Londres, 23 de Fevereiro de 1891
Caro Kautsky,
Terás recebido já as minhas prontas congratulações de anteontem. Voltemos, portanto, agora à vaca-fria, à carta de Marx.
O temor de que fosse pôr na mão dos adversários uma arma era infundado. Insinuações maldosas fazem-se, com efeito, a propósito de toda e qualquer coisa, mas, grosso modo, a impressão [produzida] nos adversários foi, todavia, a da completa estupefacção acerca dessa implacável autocrítica e o sentimento: que força interior tem de possuir um partido que a si próprio pode permitir tal coisa! Isto decorre dos jornais adversários que me mandaste (muito obrigado!) e dos que, de outro modo, me foram acessíveis. E, para falar abertamente, este foi também o sentido em que publiquei o documento. Que, no primeiro momento, isso tinha, aqui e ali, de chocar muito desagradavelmente, isso sabia eu, [mas,] não era de o evitar e, aos meus olhos, o conteúdo material [sachlich] compensava-o amplamente. E eu sabia que o Partido era amplamente forte o bastante para suportar isso e contava com que, ainda hoje, ele também aguentasse a linguagem indisfarçada usada 15 anos antes; com que se apontasse com legítimo orgulho para esta prova de força e se dissesse: onde é que há outro partido que possa ousar o mesmo? Deixou-se isso, entretanto, ao Arbeiter-Zeitung saxão e de Viena e ao Zuricher Post.

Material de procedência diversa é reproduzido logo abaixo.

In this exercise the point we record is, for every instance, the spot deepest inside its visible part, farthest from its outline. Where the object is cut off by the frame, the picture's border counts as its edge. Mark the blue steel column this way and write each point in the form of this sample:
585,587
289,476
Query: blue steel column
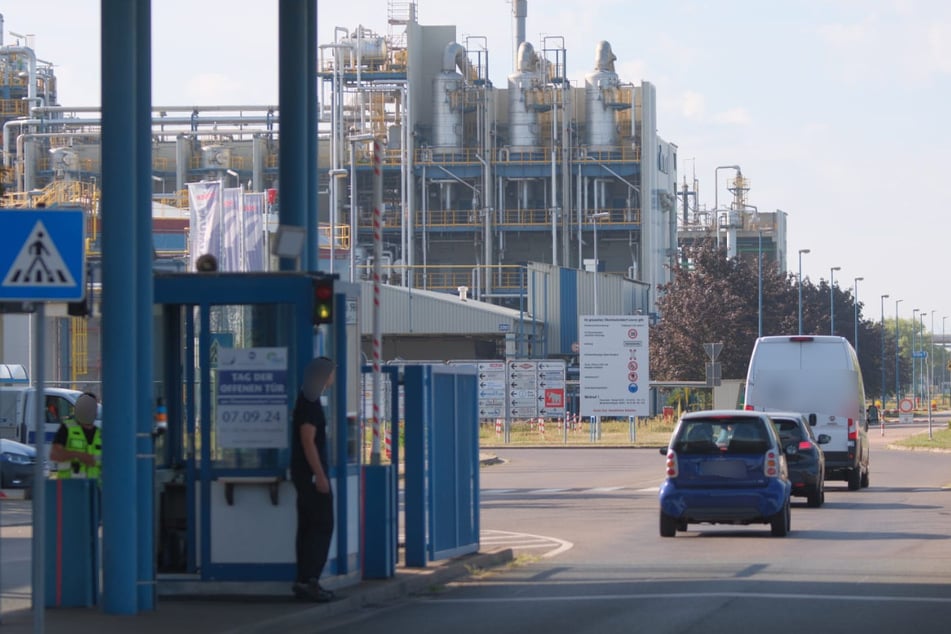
145,454
313,217
119,87
292,101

Quando no n.° 21 da Neue Zeit assumiste a responsabilidade da publicação, isso foi muito corajoso da tua parte, mas não te esqueças de que, todavia, eu dei o primeiro impulso e de que, ainda por cima, em certa medida, te pus numa situação de constrangimento. Reclamo, por isso, para mim a responsabilidade principal. No que toca aos pormenores, pode certamente sempre ser-se de opinião diversa acerca deles. Risquei e alterei tudo aquilo a que tu e Dietz objectavam, e, se Dietz ainda tivesse riscado mais, também eu teria sido, tanto quanto possível, coulant: disso sempre vos dei provas. Mas, no que toca ao principal, tremeu dever publicar a coisa logo, uma vez que o programa estivesse em debate. E, especialmente, depois da comunicação de Halle, de Liebknecht, em que ele utilizou os extractos que fez dela, em parte sem cerimónia como propriedade sua, em parte lutando contra ela sem a nomear, Marx teria incondicionalmente contraposto o original a essa versão e eu estava obrigado a fazer o mesmo no lugar dele. Infelizmente, nessa altura, eu não tinha ainda o documento; só o encontrei muito mais tarde depois de longas buscas.

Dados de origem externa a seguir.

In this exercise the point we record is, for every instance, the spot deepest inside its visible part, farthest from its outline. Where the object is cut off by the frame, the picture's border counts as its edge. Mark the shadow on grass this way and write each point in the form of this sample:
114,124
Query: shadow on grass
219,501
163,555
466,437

Dizes que Bebel te escreve que o tratamento de Lassalle por Marx pôs o sangue a ferver aos velhos lassallianos. Pode ser. As pessoas, é certo, não conhecem a história real e parece também não ter acontecido nada que as esclarecesse sobre isso. Se essas pessoas não sabem que toda a grandeza de Lassalle repousa sobre o facto de Marx lhe ter permitido, durante anos, que se adornasse com resultados da investigação de Marx como se fossem dele e, ainda por cima, os desfigurasse por deficiente formação económica, disso não é minha a culpa. Mas eu sou executor testamentário literário de Marx e também tenho, como tal, os meus deveres.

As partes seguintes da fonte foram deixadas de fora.